Nella città canadese di Hastings Park, con decreto del 24 febbraio 1942, fu creato un centro di detenzione temporanea, essenzialmente lo stesso campo di concentramento in cui furono sfollate con la forza 12mila persone di origine giapponese nel novembre 1942. Sono stati assegnati 20 centesimi al giorno per il cibo (2-2,5 volte in meno rispetto ai campeggiatori giapponesi negli Stati Uniti).
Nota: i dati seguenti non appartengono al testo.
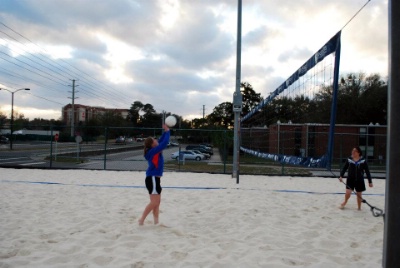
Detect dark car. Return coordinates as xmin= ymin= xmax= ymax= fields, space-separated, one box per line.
xmin=115 ymin=136 xmax=125 ymax=144
xmin=191 ymin=147 xmax=211 ymax=157
xmin=186 ymin=145 xmax=214 ymax=155
xmin=0 ymin=136 xmax=10 ymax=144
xmin=199 ymin=143 xmax=213 ymax=148
xmin=191 ymin=150 xmax=211 ymax=159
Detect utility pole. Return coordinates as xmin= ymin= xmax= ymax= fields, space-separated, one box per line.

Altri 945 giapponesi furono mandati nei campi di lavoro forzato, 3991 persone furono mandate nelle piantagioni di barbabietola da zucchero, 1661 giapponesi furono mandati in una colonia-insediamento (principalmente nella taiga, dove erano impegnati nel disboscamento), 699 persone furono internate nei campi di prigionia in Ontario, 42 persone - rimpatriate in Giappone, 111 - imprigionate in una prigione a Vancouver. In totale, circa 350 giapponesi sono morti mentre cercavano di fuggire, da malattie e maltrattamenti (2,5% del numero totale di giapponesi sconfitti nei loro diritti - il tasso di mortalità era simile agli stessi indicatori nei campi stalinisti in tempi di non guerra).

Il primo ministro Brian Mulroney si è anche scusato con i giapponesi, i tedeschi e altri espulsi durante la guerra il 22 settembre 1988. Tutti avevano diritto a un risarcimento per le sofferenze di 21mila dollari canadesi a persona.